Impact of Machine Learning within the Insurance Industry
Within the insurance industry, data plays an indispensable role. Besides, in today’s times, the insurance carriers have access towards the equivalent more than when compared to the older times.
These data are from various sources such as online media activity, social media, the wearable devices, telematics and so forth. However, to process the information gathered and analytical insights machines are required.
What Remains the Challenge?
The insurance providers are having a tough time to enhance the advantages of machine learning.
Although situations have slightly changed because of the increased competitions, complicated claims, hoax behaviour, expectations of customers, strictness in the regulations, etc. are some of the many reasons.
To maintain the competitive spirit, boosting the operations of the business and amplifying customer satisfaction the insurance providers are somehow forced to explore different ways and use machine learning along with predictive modelling for the equivalent.
Simultaneously, it is also important for insurance providers to consider the recent developments in artificial intelligence (AI) and machine learning to resolve any challenges across the value chain of insurance.
Today most of the insurance providers have been trying to integrate technology and develop a digital framework, which is quick and easily accessible at any point of time.
Understanding Machine Learning
In layman terms, machine learning is the potential of a machine to define and understand data to anticipate specific aftermath.
The data is essentially studied to identify the relevant patterns and based on that solve in regards to the observation made.
Now, machine learning can be broadly classified into two types:
- Supervised Learning: In supervised learning, a human interruption is required or if required, a pre-existing dataset could be fed to the system with the intent of anticipating patterns and aftermath.
- Unsupervised Learning: In the case of unsupervised learning, the system learns to identify the patterns and accordingly create clusters from the raw data.
Both of these types of machine learning capabilities can easily be put to use within the insurance industry.
Factors Directing Machine Learning in Insurance Industry
The following are some key factors that are driving machine learning in the insurance industry, which are:
- Advancement in Everything: Living in an era of technological advancement, almost every enterprise is looking forward to using advanced machine learning and maintain a name and drive smartly with the use and implementation of automated applications in almost every field such as healthcare, customer assistance, automated data centres, and so on.
- The Open Sources: The data has become omnipresent wherein the open-source protocols ensure that the data is not just shared besides is used across as well.
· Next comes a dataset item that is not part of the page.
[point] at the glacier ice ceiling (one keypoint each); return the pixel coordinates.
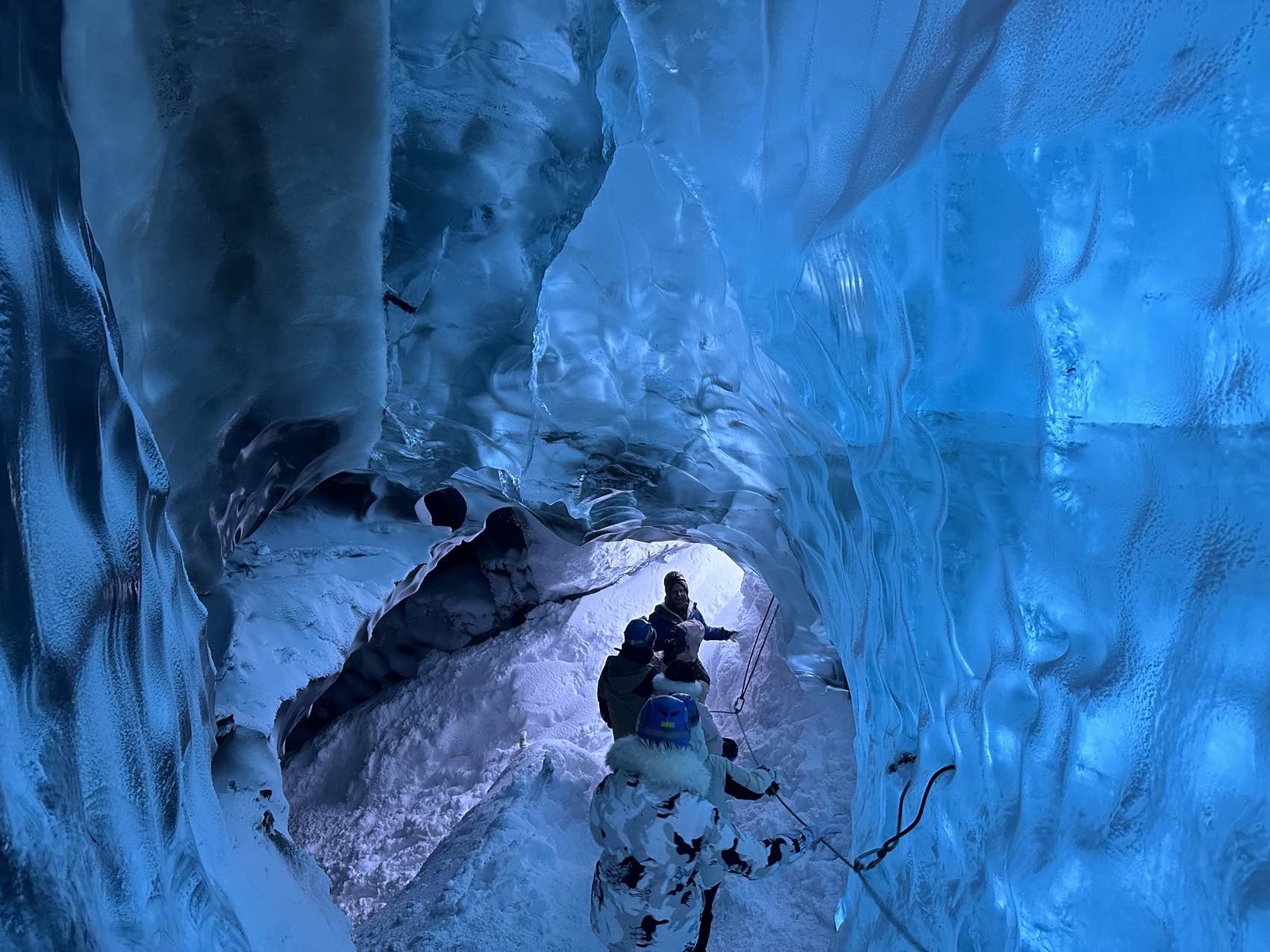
(950, 322)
Besides, within a common regulatory and cybersecurity scenario, the various public and private entities will be able to create ecosystems to share data based on the multiple-use case.
- Gearing Internet of Things (IoT) Data: The volume and speed of information from IoT will drive the need to robotize the age of significant understanding utilizing propelled machine learning devices. As indicated in some news, by 2020, 20 per cent of undertakings will utilize committed individuals to screen and guide machine learning, (for example, neural systems). The thought of preparing as opposed to programming frameworks will turn out to be progressively significant.
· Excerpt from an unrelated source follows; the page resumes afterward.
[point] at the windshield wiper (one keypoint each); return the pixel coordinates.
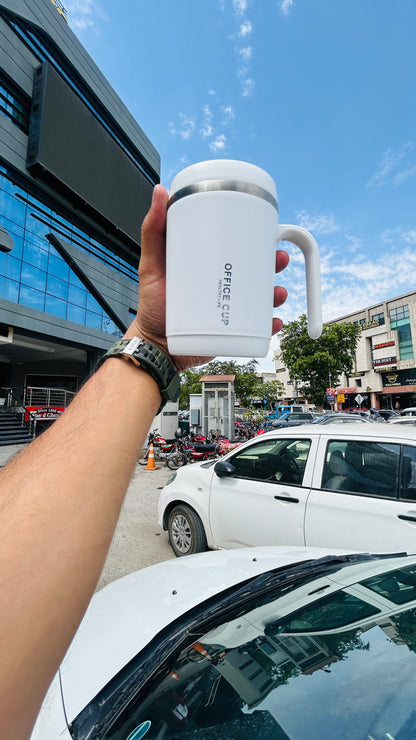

- The Propensity to Talkback: Natural-language preparing calculations are persistently progressing. Artificial intelligence is getting capable of understanding communicated in language and at facial acknowledgement, assisting with making it increasingly valuable and instinctive. These calculations are advancing in startling manners, as Google found when Google Translate imagined its language to assist it in interpreting all the more viably.
Using Machine Learning in Insurance Industry
Let us have an understanding of the practical usage of machine learning in insurance, which are:
- A Virtual Assistant: Today, almost every insurance provider has fancy chat-bots that pops up while the customer is browsing the website of the company to garner any sort of information. Now, these chat-bots are programmed in such an effective way to provide a solution to the queries raised by the customers.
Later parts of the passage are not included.